Em uma noite aparentemente interminável em Kyoto, uma jovem universitária, a autodenominada “Walk On Girl”, embarca em uma jornada hedonista e singular através de bares clandestinos, festivais bizarros e teatros itinerantes. Acompanhada por um fluxo constante de álcool e uma curiosidade insaciável, ela busca incessantemente a experiência perfeita, sem se dar conta da devoção silenciosa de um veterano apaixonado, conhecido apenas como “Senpai”.
Yuasa constrói uma narrativa caleidoscópica, onde a lógica linear é subvertida em favor de uma progressão onírica. Cada encontro, cada devaneio alcoólico, intensifica a atmosfera surreal e festiva, expondo a busca incessante da protagonista por prazer e novidade.

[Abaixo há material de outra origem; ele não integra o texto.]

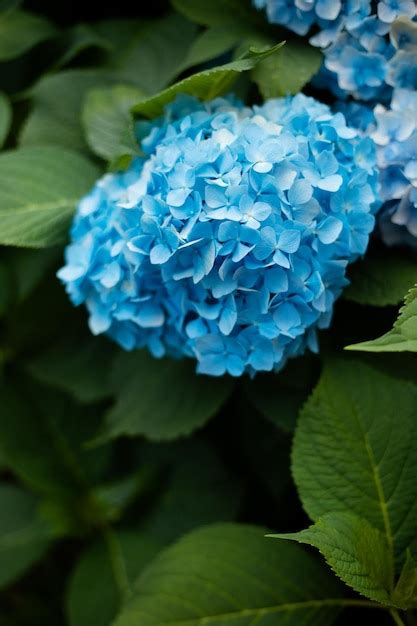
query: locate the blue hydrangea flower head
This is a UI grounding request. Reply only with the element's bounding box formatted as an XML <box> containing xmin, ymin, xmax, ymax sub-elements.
<box><xmin>59</xmin><ymin>95</ymin><xmax>378</xmax><ymax>376</ymax></box>
<box><xmin>254</xmin><ymin>0</ymin><xmax>417</xmax><ymax>102</ymax></box>
<box><xmin>372</xmin><ymin>89</ymin><xmax>417</xmax><ymax>248</ymax></box>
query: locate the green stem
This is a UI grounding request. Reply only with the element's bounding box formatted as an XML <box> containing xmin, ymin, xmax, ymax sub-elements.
<box><xmin>390</xmin><ymin>609</ymin><xmax>405</xmax><ymax>626</ymax></box>
<box><xmin>102</xmin><ymin>524</ymin><xmax>132</xmax><ymax>602</ymax></box>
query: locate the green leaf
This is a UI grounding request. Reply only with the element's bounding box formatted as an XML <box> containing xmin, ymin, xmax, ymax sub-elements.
<box><xmin>343</xmin><ymin>251</ymin><xmax>417</xmax><ymax>306</ymax></box>
<box><xmin>133</xmin><ymin>43</ymin><xmax>284</xmax><ymax>118</ymax></box>
<box><xmin>171</xmin><ymin>0</ymin><xmax>260</xmax><ymax>27</ymax></box>
<box><xmin>243</xmin><ymin>357</ymin><xmax>317</xmax><ymax>432</ymax></box>
<box><xmin>66</xmin><ymin>530</ymin><xmax>159</xmax><ymax>626</ymax></box>
<box><xmin>0</xmin><ymin>146</ymin><xmax>99</xmax><ymax>248</ymax></box>
<box><xmin>0</xmin><ymin>485</ymin><xmax>52</xmax><ymax>587</ymax></box>
<box><xmin>181</xmin><ymin>25</ymin><xmax>248</xmax><ymax>70</ymax></box>
<box><xmin>96</xmin><ymin>14</ymin><xmax>197</xmax><ymax>94</ymax></box>
<box><xmin>4</xmin><ymin>247</ymin><xmax>62</xmax><ymax>301</ymax></box>
<box><xmin>143</xmin><ymin>439</ymin><xmax>242</xmax><ymax>543</ymax></box>
<box><xmin>0</xmin><ymin>377</ymin><xmax>109</xmax><ymax>532</ymax></box>
<box><xmin>26</xmin><ymin>333</ymin><xmax>114</xmax><ymax>403</ymax></box>
<box><xmin>346</xmin><ymin>286</ymin><xmax>417</xmax><ymax>352</ymax></box>
<box><xmin>0</xmin><ymin>92</ymin><xmax>12</xmax><ymax>148</ymax></box>
<box><xmin>239</xmin><ymin>410</ymin><xmax>293</xmax><ymax>498</ymax></box>
<box><xmin>110</xmin><ymin>524</ymin><xmax>340</xmax><ymax>626</ymax></box>
<box><xmin>19</xmin><ymin>69</ymin><xmax>116</xmax><ymax>152</ymax></box>
<box><xmin>270</xmin><ymin>513</ymin><xmax>394</xmax><ymax>606</ymax></box>
<box><xmin>0</xmin><ymin>261</ymin><xmax>13</xmax><ymax>316</ymax></box>
<box><xmin>82</xmin><ymin>85</ymin><xmax>144</xmax><ymax>160</ymax></box>
<box><xmin>293</xmin><ymin>359</ymin><xmax>417</xmax><ymax>557</ymax></box>
<box><xmin>252</xmin><ymin>41</ymin><xmax>322</xmax><ymax>98</ymax></box>
<box><xmin>53</xmin><ymin>24</ymin><xmax>110</xmax><ymax>69</ymax></box>
<box><xmin>0</xmin><ymin>11</ymin><xmax>57</xmax><ymax>61</ymax></box>
<box><xmin>94</xmin><ymin>351</ymin><xmax>233</xmax><ymax>442</ymax></box>
<box><xmin>393</xmin><ymin>550</ymin><xmax>417</xmax><ymax>607</ymax></box>
<box><xmin>93</xmin><ymin>465</ymin><xmax>155</xmax><ymax>522</ymax></box>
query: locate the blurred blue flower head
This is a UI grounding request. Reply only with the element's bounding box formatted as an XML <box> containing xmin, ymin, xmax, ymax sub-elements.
<box><xmin>59</xmin><ymin>95</ymin><xmax>378</xmax><ymax>376</ymax></box>
<box><xmin>253</xmin><ymin>0</ymin><xmax>417</xmax><ymax>101</ymax></box>
<box><xmin>372</xmin><ymin>89</ymin><xmax>417</xmax><ymax>248</ymax></box>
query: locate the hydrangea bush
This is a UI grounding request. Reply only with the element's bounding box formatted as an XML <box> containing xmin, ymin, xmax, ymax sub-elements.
<box><xmin>254</xmin><ymin>0</ymin><xmax>417</xmax><ymax>101</ymax></box>
<box><xmin>58</xmin><ymin>94</ymin><xmax>378</xmax><ymax>376</ymax></box>
<box><xmin>0</xmin><ymin>0</ymin><xmax>417</xmax><ymax>626</ymax></box>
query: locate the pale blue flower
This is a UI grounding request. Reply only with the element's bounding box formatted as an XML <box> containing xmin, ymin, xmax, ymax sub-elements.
<box><xmin>255</xmin><ymin>0</ymin><xmax>417</xmax><ymax>102</ymax></box>
<box><xmin>59</xmin><ymin>93</ymin><xmax>380</xmax><ymax>376</ymax></box>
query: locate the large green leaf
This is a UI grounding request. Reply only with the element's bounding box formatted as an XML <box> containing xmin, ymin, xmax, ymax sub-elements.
<box><xmin>26</xmin><ymin>333</ymin><xmax>114</xmax><ymax>403</ymax></box>
<box><xmin>114</xmin><ymin>524</ymin><xmax>343</xmax><ymax>626</ymax></box>
<box><xmin>53</xmin><ymin>24</ymin><xmax>110</xmax><ymax>69</ymax></box>
<box><xmin>347</xmin><ymin>286</ymin><xmax>417</xmax><ymax>352</ymax></box>
<box><xmin>343</xmin><ymin>251</ymin><xmax>417</xmax><ymax>306</ymax></box>
<box><xmin>144</xmin><ymin>439</ymin><xmax>242</xmax><ymax>543</ymax></box>
<box><xmin>99</xmin><ymin>351</ymin><xmax>233</xmax><ymax>441</ymax></box>
<box><xmin>171</xmin><ymin>0</ymin><xmax>260</xmax><ymax>28</ymax></box>
<box><xmin>293</xmin><ymin>359</ymin><xmax>417</xmax><ymax>557</ymax></box>
<box><xmin>244</xmin><ymin>356</ymin><xmax>318</xmax><ymax>431</ymax></box>
<box><xmin>181</xmin><ymin>26</ymin><xmax>247</xmax><ymax>70</ymax></box>
<box><xmin>19</xmin><ymin>69</ymin><xmax>116</xmax><ymax>151</ymax></box>
<box><xmin>253</xmin><ymin>41</ymin><xmax>322</xmax><ymax>98</ymax></box>
<box><xmin>0</xmin><ymin>92</ymin><xmax>12</xmax><ymax>148</ymax></box>
<box><xmin>133</xmin><ymin>43</ymin><xmax>284</xmax><ymax>118</ymax></box>
<box><xmin>0</xmin><ymin>146</ymin><xmax>99</xmax><ymax>248</ymax></box>
<box><xmin>66</xmin><ymin>530</ymin><xmax>159</xmax><ymax>626</ymax></box>
<box><xmin>0</xmin><ymin>485</ymin><xmax>52</xmax><ymax>587</ymax></box>
<box><xmin>0</xmin><ymin>11</ymin><xmax>57</xmax><ymax>61</ymax></box>
<box><xmin>96</xmin><ymin>14</ymin><xmax>197</xmax><ymax>94</ymax></box>
<box><xmin>4</xmin><ymin>247</ymin><xmax>62</xmax><ymax>301</ymax></box>
<box><xmin>0</xmin><ymin>380</ymin><xmax>109</xmax><ymax>531</ymax></box>
<box><xmin>271</xmin><ymin>513</ymin><xmax>394</xmax><ymax>605</ymax></box>
<box><xmin>82</xmin><ymin>85</ymin><xmax>144</xmax><ymax>160</ymax></box>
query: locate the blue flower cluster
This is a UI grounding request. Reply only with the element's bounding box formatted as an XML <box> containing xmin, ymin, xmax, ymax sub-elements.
<box><xmin>336</xmin><ymin>89</ymin><xmax>417</xmax><ymax>248</ymax></box>
<box><xmin>59</xmin><ymin>95</ymin><xmax>378</xmax><ymax>376</ymax></box>
<box><xmin>372</xmin><ymin>89</ymin><xmax>417</xmax><ymax>248</ymax></box>
<box><xmin>254</xmin><ymin>0</ymin><xmax>417</xmax><ymax>101</ymax></box>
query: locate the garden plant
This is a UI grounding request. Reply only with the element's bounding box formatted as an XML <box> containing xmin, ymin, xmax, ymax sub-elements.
<box><xmin>0</xmin><ymin>0</ymin><xmax>417</xmax><ymax>626</ymax></box>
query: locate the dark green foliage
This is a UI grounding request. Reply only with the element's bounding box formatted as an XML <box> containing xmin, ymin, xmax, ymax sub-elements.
<box><xmin>0</xmin><ymin>0</ymin><xmax>417</xmax><ymax>626</ymax></box>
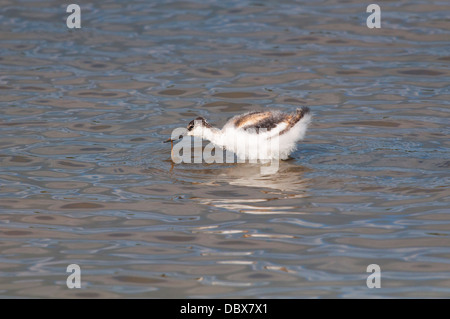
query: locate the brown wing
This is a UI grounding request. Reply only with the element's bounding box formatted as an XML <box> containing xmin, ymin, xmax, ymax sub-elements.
<box><xmin>280</xmin><ymin>106</ymin><xmax>309</xmax><ymax>135</ymax></box>
<box><xmin>234</xmin><ymin>111</ymin><xmax>289</xmax><ymax>131</ymax></box>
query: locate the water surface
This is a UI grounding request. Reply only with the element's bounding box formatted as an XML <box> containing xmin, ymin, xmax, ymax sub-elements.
<box><xmin>0</xmin><ymin>0</ymin><xmax>450</xmax><ymax>298</ymax></box>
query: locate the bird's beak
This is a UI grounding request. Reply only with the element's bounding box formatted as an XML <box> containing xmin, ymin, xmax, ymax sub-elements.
<box><xmin>163</xmin><ymin>135</ymin><xmax>183</xmax><ymax>143</ymax></box>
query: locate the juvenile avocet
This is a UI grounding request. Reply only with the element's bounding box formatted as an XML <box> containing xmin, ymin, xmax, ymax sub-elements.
<box><xmin>165</xmin><ymin>107</ymin><xmax>311</xmax><ymax>160</ymax></box>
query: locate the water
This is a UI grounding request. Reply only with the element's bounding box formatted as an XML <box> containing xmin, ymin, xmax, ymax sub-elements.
<box><xmin>0</xmin><ymin>0</ymin><xmax>450</xmax><ymax>298</ymax></box>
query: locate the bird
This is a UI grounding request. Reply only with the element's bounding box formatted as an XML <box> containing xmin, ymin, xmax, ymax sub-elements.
<box><xmin>164</xmin><ymin>106</ymin><xmax>312</xmax><ymax>160</ymax></box>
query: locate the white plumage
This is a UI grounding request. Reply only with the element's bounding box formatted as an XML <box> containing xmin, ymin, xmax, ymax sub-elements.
<box><xmin>178</xmin><ymin>107</ymin><xmax>312</xmax><ymax>161</ymax></box>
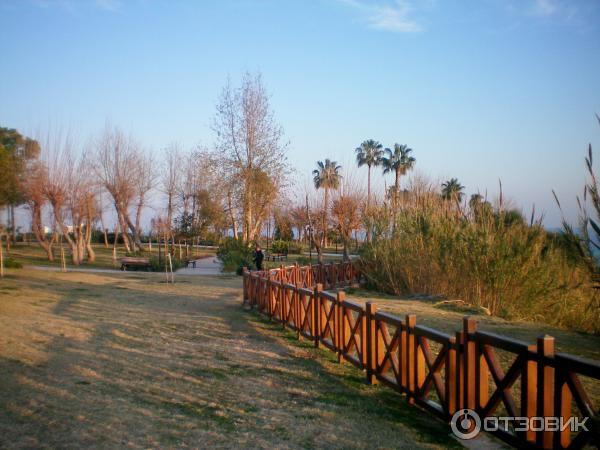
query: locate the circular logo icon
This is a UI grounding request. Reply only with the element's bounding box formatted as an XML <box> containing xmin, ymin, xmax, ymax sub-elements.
<box><xmin>450</xmin><ymin>409</ymin><xmax>481</xmax><ymax>440</ymax></box>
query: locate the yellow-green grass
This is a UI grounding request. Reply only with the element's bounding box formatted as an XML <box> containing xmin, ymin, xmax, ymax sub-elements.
<box><xmin>5</xmin><ymin>242</ymin><xmax>215</xmax><ymax>269</ymax></box>
<box><xmin>0</xmin><ymin>269</ymin><xmax>458</xmax><ymax>448</ymax></box>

Senpai, por sua vez, se move nas sombras, determinado a cruzar o caminho da jovem, mas constantemente impedido por uma série de desventuras absurdas e elaboradas coincidências.
A animação vibrante e fluida é um personagem à parte, moldando as distorções da percepção induzidas pelo álcool e amplificando o caos organizado da noite. A cidade de Kyoto se transforma em um playground de possibilidades infinitas, refletindo a liberdade e a busca pela autodescoberta da protagonista.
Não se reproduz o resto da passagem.